Will Media Fact Check Romney's Assault Weapons Ban Claim?
During tonight's presidential debate, Republican nominee Mitt Romney echoed a false claim from the National Rifle Association's radio show Cam & Company that whitewashes the former Massachusetts governor's record on guns.
News outlets will surely report on what was a contentious exchange between candidates on an issue that has thus far been ignored  in the presidential race. But will they get to the bottom of Romney's past support for gun violence prevention measures?
Romney echoed the NRA talking point that an assault weapons ban he signed into law while governor of Massachusetts was agreeable to that state's leading gun advocacy group after moderator Candy Crowley suggested that his position on assault weapons has changed in recent years.
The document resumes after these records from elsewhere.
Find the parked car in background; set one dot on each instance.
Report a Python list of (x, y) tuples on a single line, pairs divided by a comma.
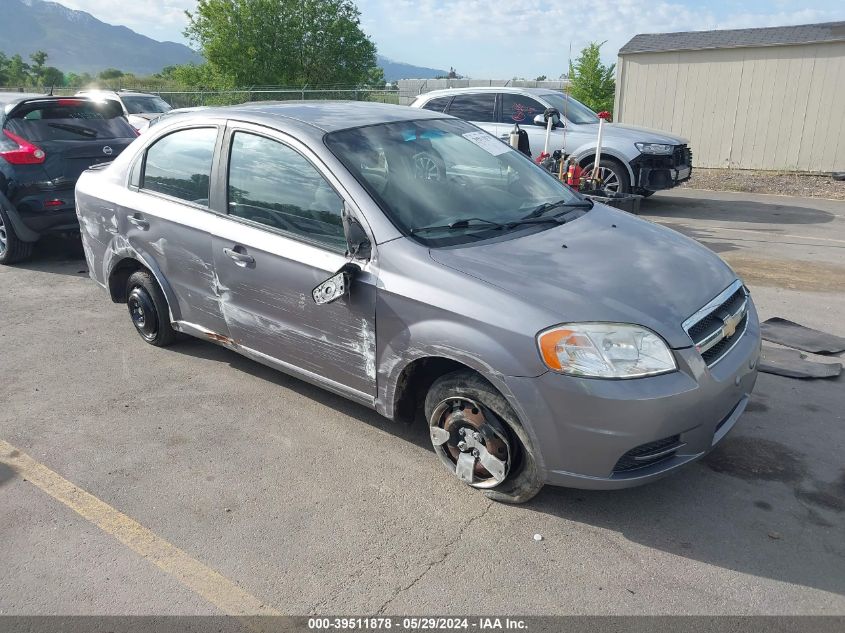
[(45, 143), (411, 262), (138, 107), (632, 160)]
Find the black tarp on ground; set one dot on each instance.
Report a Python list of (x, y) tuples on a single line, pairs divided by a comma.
[(791, 334)]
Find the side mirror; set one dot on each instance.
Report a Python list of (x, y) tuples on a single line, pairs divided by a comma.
[(541, 121), (357, 241), (335, 286)]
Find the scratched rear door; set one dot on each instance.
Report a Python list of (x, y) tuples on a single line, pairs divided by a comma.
[(283, 236)]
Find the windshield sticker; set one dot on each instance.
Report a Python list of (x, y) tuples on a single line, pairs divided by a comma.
[(488, 143)]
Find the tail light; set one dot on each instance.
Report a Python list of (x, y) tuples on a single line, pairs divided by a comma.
[(19, 151)]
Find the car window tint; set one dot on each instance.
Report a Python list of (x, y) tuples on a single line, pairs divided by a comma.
[(272, 184), (478, 107), (437, 105), (520, 109), (179, 164)]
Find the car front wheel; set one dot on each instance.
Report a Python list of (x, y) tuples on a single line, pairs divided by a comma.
[(477, 436), (612, 174)]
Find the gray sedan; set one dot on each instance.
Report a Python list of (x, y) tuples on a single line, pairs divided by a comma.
[(413, 263)]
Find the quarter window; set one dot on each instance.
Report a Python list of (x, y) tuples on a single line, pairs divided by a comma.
[(520, 109), (274, 185), (179, 164), (480, 107), (437, 105)]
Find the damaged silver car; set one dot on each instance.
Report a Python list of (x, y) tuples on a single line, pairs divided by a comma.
[(417, 265)]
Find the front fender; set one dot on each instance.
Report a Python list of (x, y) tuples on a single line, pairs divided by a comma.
[(587, 151)]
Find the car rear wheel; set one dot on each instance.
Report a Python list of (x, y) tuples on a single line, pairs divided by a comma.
[(12, 248), (612, 174), (477, 436), (148, 309)]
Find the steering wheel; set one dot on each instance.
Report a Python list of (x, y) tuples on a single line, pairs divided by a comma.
[(427, 166)]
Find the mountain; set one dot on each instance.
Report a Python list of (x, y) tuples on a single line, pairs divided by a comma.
[(78, 42), (399, 70)]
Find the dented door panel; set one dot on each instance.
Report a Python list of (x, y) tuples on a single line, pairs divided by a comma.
[(268, 306)]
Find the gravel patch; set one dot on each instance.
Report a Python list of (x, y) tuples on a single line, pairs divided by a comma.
[(785, 184)]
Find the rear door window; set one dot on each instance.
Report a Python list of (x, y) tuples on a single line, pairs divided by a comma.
[(478, 107), (520, 109), (272, 184), (69, 120), (179, 164)]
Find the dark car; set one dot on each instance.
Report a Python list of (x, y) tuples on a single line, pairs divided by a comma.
[(46, 142)]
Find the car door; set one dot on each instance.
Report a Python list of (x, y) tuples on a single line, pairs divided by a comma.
[(283, 237), (477, 108), (165, 217)]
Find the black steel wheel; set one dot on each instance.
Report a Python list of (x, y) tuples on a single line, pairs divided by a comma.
[(148, 309)]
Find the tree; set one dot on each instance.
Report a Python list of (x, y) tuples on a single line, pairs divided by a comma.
[(17, 71), (52, 76), (37, 68), (591, 82), (286, 42)]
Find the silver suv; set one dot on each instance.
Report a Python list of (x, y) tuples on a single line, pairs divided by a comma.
[(633, 159)]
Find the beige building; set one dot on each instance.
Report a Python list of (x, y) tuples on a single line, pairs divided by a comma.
[(771, 98)]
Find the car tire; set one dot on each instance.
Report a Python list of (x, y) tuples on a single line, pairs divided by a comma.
[(523, 480), (148, 309), (12, 248), (620, 174)]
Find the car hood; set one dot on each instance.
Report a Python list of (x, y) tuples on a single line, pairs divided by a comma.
[(641, 134), (604, 266)]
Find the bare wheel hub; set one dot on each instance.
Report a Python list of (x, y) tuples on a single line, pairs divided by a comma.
[(471, 441)]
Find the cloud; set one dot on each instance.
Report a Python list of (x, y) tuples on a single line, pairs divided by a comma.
[(502, 39)]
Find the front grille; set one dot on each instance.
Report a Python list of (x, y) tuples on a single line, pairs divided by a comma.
[(682, 156), (649, 454), (710, 327)]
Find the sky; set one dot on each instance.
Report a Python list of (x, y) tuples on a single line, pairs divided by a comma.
[(502, 39)]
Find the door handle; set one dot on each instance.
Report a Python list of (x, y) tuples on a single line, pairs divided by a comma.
[(139, 222), (241, 259)]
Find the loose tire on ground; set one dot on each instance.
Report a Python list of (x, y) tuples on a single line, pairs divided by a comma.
[(523, 481), (148, 309), (12, 248)]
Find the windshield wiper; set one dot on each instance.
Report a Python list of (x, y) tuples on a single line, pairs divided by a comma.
[(78, 129), (548, 206), (457, 224)]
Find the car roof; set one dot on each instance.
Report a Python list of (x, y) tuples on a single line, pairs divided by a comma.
[(14, 97), (510, 89), (326, 116), (115, 93)]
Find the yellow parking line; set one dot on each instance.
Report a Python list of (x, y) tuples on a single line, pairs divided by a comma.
[(212, 586)]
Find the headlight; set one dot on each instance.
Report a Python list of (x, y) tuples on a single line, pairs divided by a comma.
[(654, 148), (605, 350)]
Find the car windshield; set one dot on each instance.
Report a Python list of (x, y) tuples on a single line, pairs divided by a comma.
[(145, 105), (571, 109), (446, 182)]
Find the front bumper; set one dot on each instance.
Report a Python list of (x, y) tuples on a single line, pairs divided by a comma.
[(656, 172), (589, 431)]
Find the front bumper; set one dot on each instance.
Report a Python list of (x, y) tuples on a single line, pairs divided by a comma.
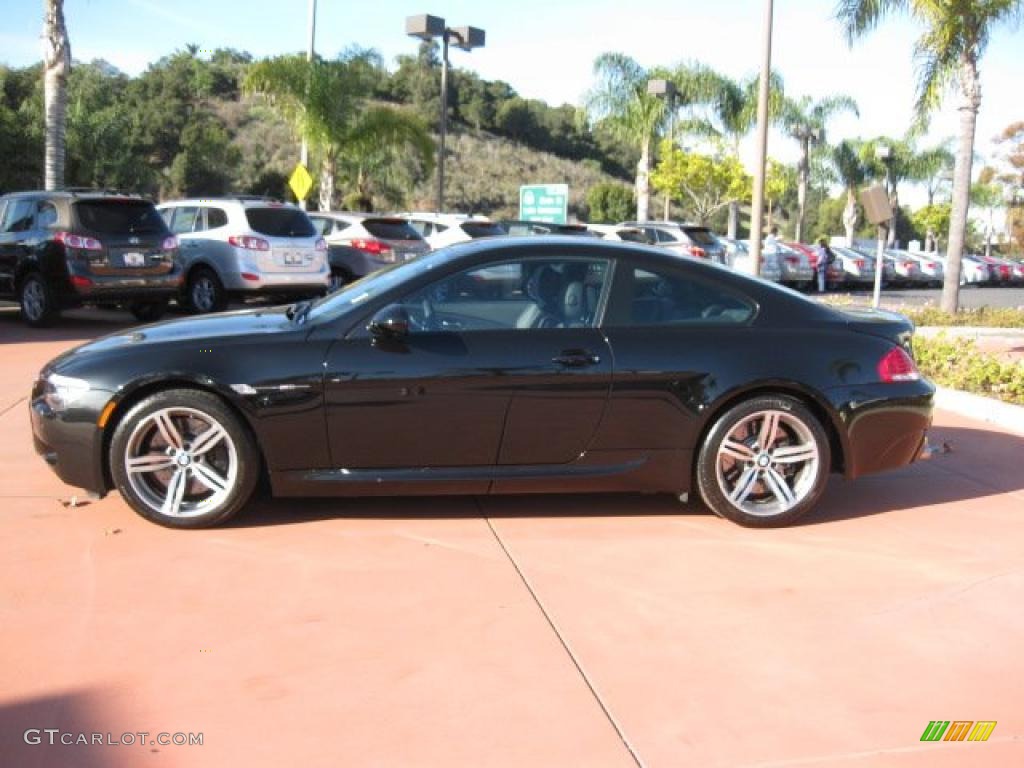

CROWLEY: Governor, if I could, the question was about these assault weapons that once were banned and are no longer banned. I know that you signed an assault weapons ban when you were in Massachusetts. Obviously with this question, you no longer do support that. Why is that given the kind of violence we see sometimes with these mass killings? Why is it that you've changed your mind?
ROMNEY: Well, Candy, actually in my state the pro-gun folks and the anti-gun folks came together and put together a piece of legislation. And it's referred to as an assault weapon ban, but it had -- at the signing of the bill both the pro-gun and the anti-gun people came together because it provided opportunities for both that both wanted.
The NRA has endorsed Romney and recently used its NRA News radio outlet to rewrite history  in an attempt to hide Romney's past support for tough gun control measures.
During the October 2 edition of Cam & Company on NRA News, host Cam Edwards told viewers that Romney's gun policy while governor was in line with the positions of Gun Owners Action League (GOAL), the Massachusetts state gun advocacy group. Edwards also claimed that Romney loosened restrictions on assault weapons while governor instead of enhancing them. Neither claim is accurate.
In July 2004, then-Governor Romney signed legislation into law that made Massachusetts' assault weapons ban permanent and not reliant on a federal ban that expired at the end of 2004. The state issued a press release  at the time, in which Romney described assault weapons as "instruments of destruction with the sole purpose of hunting down and killing people."
GOAL fired back with its own press release  titled, "Firearm Reform Bill Signed, Romney Takes Opportunity to Betray Gun Owners." The organization was especially irked that, "When asked by a reporter if he supported the renewal of the federal 'assault weapons' ban and if he had spoken to the senators about it, Governor Romney replied that it was not really his job to lobby on federal legislation, but that he shared Senator Kerry's and Senator Kennedy's position on the issue!"